市の事前指示書は、4月から3万部を区役所などで配布を開始。人工呼吸器をはじめ、胃ろうなど人工栄養法や看取(みと)りの場所といった希望を事前に医師や家族らと共有するのが目的。終末期医療に詳しい医師や法律家らから「人工呼吸器を使って生きる選択を難しくする」「国のガイドラインに反し、国も書面による尊厳死を容認しているかのような誤解を生じる」といった意見が出ている。

これに対し、門川市長は事前指示書について、法的な拘束力がなく、いつでも修正・撤回できるという点を説明し、「読んだ市民からは肯定的な意見も多い。延命治療を否定する内容だ、という意見は聞こえてこない」と強調した。

また、終末期医療に関して、市民が事前指示書を使って医療機関と相談できるような態勢を地域の医師会などと築けていない点には「心配していただく必要はない。関係者とともにこれから考える」と述べ、6月17日に下京区の市長寿すこやかセンターで市民向けの関連講座を開く方針も示した。

 

 

□終末期「事前指示書」回収を 京都、障害者団体が市に意見書

京都新聞 2017年04月27日 23時17分

http://www.kyoto-np.co.jp/local/article/20170427000165

終末期医療の事前指示書などの配布中止や回収を求める意見書を市の担当者に提出した日本自立生活センターのメンバーら(京都市中京区)

 

京都市が配布している終末期医療の「事前指示書」と関連リーフレットに対し、障害者団体「日本自立生活センター」(南区)は27日、「上から目線の一方的なもので、あまりにも安直で不適切」として、配布の中止と回収を求める意見書を市に提出した。

事前指示書とリーフレットは、人工呼吸器や、胃ろうなどの人工栄養法に関する希望を医師や家族らと共有できるよう、4月から区役所などで配布している。

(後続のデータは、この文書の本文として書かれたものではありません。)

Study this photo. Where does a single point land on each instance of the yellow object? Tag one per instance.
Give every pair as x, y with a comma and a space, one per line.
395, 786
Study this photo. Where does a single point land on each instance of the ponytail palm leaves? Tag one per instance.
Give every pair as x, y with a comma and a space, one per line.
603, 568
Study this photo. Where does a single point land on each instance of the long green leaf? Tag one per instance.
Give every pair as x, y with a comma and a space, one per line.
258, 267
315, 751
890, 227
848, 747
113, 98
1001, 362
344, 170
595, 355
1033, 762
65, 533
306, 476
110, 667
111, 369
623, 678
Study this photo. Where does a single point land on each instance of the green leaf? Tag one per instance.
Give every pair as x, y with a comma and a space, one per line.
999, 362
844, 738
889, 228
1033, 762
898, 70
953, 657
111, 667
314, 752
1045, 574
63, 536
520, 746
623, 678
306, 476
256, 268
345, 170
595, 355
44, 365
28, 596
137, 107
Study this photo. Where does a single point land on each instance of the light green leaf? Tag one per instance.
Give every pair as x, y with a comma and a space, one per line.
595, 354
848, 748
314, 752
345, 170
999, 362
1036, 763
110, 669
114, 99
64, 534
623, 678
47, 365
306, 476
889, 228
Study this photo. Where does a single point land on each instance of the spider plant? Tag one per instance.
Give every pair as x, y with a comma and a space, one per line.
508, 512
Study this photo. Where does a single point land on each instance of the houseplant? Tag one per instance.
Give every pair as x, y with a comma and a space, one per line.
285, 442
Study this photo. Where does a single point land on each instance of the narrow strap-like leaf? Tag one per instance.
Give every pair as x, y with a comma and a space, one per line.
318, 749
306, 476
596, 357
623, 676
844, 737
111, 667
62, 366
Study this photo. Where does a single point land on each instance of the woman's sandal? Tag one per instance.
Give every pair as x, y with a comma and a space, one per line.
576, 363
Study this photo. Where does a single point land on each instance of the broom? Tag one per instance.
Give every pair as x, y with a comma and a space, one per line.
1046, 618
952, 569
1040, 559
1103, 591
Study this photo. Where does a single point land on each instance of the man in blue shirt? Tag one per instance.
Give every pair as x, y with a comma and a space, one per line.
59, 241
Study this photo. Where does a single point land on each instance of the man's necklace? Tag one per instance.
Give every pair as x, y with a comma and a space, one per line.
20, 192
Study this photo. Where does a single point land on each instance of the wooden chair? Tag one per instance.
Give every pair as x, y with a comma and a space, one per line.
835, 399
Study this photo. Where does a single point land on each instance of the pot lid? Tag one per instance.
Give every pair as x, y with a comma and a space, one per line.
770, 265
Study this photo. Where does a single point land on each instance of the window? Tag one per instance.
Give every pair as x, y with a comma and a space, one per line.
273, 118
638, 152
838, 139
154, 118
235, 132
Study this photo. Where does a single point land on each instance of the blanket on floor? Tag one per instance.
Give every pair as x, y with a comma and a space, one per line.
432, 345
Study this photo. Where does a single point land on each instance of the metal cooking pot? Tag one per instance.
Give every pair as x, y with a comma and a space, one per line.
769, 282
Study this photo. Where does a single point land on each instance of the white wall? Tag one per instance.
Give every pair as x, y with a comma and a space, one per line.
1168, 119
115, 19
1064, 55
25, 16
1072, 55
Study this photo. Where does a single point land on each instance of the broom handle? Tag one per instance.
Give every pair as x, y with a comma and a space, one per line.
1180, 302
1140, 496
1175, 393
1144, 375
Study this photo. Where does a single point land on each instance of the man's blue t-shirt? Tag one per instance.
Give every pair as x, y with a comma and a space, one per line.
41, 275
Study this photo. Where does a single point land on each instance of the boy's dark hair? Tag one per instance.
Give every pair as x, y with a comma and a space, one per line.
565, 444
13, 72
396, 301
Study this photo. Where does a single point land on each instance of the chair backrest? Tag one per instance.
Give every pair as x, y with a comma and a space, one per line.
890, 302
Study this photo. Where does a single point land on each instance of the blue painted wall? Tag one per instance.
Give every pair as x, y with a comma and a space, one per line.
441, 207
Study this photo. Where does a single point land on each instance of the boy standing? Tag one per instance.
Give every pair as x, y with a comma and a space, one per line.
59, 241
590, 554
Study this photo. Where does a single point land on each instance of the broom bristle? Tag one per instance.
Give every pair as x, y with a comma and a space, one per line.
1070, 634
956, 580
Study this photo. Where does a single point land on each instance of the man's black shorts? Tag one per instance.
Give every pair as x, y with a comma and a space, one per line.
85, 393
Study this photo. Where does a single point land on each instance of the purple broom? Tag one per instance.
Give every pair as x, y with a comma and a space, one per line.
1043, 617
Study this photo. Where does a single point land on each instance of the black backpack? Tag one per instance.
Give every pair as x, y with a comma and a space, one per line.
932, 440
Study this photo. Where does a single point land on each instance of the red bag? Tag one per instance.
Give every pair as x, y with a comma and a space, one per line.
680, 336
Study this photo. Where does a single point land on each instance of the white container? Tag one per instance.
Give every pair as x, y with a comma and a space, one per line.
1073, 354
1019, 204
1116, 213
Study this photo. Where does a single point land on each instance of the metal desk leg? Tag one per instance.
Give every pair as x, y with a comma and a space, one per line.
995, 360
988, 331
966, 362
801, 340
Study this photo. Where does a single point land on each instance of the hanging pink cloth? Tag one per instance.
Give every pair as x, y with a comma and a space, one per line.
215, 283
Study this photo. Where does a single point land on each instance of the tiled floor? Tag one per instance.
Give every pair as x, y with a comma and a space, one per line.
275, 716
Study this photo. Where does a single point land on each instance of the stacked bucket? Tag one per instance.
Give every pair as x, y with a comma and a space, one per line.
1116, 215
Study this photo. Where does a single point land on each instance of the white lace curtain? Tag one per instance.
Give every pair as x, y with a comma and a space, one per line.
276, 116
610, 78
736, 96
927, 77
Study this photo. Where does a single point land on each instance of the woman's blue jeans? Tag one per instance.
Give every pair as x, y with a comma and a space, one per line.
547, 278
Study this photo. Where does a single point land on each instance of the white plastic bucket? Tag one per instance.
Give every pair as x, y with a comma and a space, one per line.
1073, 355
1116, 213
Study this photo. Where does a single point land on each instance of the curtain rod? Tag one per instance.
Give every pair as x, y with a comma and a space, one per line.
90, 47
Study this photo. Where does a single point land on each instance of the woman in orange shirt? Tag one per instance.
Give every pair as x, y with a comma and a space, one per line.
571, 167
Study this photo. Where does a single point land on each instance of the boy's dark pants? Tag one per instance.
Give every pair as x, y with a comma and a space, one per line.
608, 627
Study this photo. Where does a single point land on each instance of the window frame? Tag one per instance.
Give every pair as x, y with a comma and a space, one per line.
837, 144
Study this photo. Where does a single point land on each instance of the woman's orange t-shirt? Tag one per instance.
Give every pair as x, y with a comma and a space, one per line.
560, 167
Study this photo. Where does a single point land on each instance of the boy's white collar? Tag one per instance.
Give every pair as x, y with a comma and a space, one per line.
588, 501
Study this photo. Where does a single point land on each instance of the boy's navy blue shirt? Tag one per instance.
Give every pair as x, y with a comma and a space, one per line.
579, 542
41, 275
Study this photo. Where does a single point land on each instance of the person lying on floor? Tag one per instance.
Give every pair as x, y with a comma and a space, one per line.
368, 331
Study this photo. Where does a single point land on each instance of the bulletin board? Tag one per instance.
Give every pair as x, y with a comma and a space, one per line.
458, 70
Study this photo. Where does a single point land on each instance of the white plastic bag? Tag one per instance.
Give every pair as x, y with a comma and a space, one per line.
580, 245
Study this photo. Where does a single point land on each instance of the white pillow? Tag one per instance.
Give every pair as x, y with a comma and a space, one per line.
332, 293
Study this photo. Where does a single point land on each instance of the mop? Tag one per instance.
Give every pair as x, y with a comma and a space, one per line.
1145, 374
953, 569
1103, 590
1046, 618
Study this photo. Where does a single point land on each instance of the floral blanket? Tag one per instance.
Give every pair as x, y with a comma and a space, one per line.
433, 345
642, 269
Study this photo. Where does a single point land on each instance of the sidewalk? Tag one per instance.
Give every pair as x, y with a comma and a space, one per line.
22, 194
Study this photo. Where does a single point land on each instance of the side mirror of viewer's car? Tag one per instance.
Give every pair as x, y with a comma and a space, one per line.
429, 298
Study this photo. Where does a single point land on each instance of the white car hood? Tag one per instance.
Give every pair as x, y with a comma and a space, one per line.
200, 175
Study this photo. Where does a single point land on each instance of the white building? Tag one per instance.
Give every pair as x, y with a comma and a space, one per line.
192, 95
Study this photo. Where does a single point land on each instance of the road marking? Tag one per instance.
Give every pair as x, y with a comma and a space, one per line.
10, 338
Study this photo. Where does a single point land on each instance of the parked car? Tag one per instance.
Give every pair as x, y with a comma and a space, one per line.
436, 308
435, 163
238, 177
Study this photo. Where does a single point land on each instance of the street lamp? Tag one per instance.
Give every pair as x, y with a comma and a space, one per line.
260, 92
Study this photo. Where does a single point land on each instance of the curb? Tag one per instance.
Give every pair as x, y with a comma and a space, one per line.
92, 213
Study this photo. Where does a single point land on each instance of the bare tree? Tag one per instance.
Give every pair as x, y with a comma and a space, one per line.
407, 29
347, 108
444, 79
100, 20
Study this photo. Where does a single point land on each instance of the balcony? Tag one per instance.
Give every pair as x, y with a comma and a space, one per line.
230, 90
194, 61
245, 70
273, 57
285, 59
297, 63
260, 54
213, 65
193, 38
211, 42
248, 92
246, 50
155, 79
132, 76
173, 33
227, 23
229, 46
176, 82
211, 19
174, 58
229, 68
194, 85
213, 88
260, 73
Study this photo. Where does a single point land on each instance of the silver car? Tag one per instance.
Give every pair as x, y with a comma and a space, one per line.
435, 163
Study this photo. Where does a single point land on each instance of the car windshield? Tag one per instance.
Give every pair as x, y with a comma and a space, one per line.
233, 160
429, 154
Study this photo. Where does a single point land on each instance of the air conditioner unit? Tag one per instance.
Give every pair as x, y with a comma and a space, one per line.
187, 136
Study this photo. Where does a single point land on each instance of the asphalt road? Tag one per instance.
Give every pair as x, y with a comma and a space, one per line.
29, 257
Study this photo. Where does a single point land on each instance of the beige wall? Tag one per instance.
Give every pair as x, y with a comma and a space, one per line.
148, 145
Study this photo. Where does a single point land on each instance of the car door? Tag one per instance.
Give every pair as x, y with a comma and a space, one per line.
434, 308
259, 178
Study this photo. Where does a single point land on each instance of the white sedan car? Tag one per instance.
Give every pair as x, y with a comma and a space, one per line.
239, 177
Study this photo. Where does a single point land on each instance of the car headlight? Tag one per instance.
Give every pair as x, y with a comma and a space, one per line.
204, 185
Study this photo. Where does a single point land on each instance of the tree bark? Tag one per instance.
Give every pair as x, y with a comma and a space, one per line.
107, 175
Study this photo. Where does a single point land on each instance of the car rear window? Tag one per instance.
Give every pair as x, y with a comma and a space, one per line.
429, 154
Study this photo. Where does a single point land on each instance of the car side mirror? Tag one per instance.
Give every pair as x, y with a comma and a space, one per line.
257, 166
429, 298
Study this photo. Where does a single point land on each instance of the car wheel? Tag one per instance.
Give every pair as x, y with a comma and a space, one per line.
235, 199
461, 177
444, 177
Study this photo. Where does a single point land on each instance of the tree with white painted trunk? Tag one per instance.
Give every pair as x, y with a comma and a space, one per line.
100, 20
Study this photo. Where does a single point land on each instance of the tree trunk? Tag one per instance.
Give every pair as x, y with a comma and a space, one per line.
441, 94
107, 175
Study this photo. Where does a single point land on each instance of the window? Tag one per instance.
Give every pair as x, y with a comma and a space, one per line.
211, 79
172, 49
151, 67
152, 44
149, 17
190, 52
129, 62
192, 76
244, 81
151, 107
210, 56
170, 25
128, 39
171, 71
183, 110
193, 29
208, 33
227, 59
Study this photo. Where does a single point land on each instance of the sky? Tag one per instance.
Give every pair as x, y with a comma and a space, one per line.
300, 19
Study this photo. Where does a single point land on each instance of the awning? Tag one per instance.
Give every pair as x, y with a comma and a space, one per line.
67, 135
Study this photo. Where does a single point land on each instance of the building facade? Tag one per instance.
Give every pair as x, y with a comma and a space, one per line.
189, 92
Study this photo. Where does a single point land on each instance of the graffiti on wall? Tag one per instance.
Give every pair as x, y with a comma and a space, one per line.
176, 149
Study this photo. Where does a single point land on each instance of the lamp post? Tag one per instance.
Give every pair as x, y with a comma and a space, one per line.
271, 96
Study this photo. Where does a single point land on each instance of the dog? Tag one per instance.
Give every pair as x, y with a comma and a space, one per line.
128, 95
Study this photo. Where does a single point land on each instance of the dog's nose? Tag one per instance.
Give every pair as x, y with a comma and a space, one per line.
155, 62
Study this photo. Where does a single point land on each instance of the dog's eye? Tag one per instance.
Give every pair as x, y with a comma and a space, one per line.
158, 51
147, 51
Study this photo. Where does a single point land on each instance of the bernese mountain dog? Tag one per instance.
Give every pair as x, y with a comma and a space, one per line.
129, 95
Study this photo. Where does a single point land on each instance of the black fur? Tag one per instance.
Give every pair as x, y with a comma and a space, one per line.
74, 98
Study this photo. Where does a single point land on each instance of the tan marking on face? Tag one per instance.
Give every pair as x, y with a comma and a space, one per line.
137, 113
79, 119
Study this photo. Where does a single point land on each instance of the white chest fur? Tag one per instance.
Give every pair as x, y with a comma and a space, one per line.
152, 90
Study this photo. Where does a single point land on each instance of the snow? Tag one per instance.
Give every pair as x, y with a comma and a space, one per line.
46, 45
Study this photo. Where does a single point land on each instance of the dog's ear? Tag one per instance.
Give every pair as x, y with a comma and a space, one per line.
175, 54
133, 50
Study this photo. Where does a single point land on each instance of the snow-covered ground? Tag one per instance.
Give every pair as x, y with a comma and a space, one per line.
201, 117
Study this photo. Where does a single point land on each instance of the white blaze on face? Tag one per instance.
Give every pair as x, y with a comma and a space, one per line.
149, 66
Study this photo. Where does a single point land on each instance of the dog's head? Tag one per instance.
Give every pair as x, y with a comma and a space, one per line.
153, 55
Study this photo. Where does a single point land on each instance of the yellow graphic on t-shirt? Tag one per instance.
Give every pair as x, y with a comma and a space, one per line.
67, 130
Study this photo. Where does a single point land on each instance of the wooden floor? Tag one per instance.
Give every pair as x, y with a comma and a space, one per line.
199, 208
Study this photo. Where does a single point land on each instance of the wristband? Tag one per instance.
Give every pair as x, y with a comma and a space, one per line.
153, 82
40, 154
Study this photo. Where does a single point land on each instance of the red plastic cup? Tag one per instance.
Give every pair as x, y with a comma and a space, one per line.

意見書は、「早くから遺言を書いておきなさいと督促するもので、元気な健常者の発想以外、何ものでもない」と指摘。若い頃から人工呼吸器や胃ろうを使う重度障害者は医師や家族、支援者とともに悩みながら生きてきたとして、「行政が行うことは、拙速な死への勧めではなく、すべての市民が尊厳ある生活を送り続けることの支援ではないか」と訴えている。

同センターの矢吹文敏代表らは「かかりつけ医や家族、宗教家らから考えようと言われるのはまだ分かるが、行政から言われる筋合いはない。障害者の意見を聞くなどして丁寧に仕上げた形跡もなく、対応を求めたい」と話している。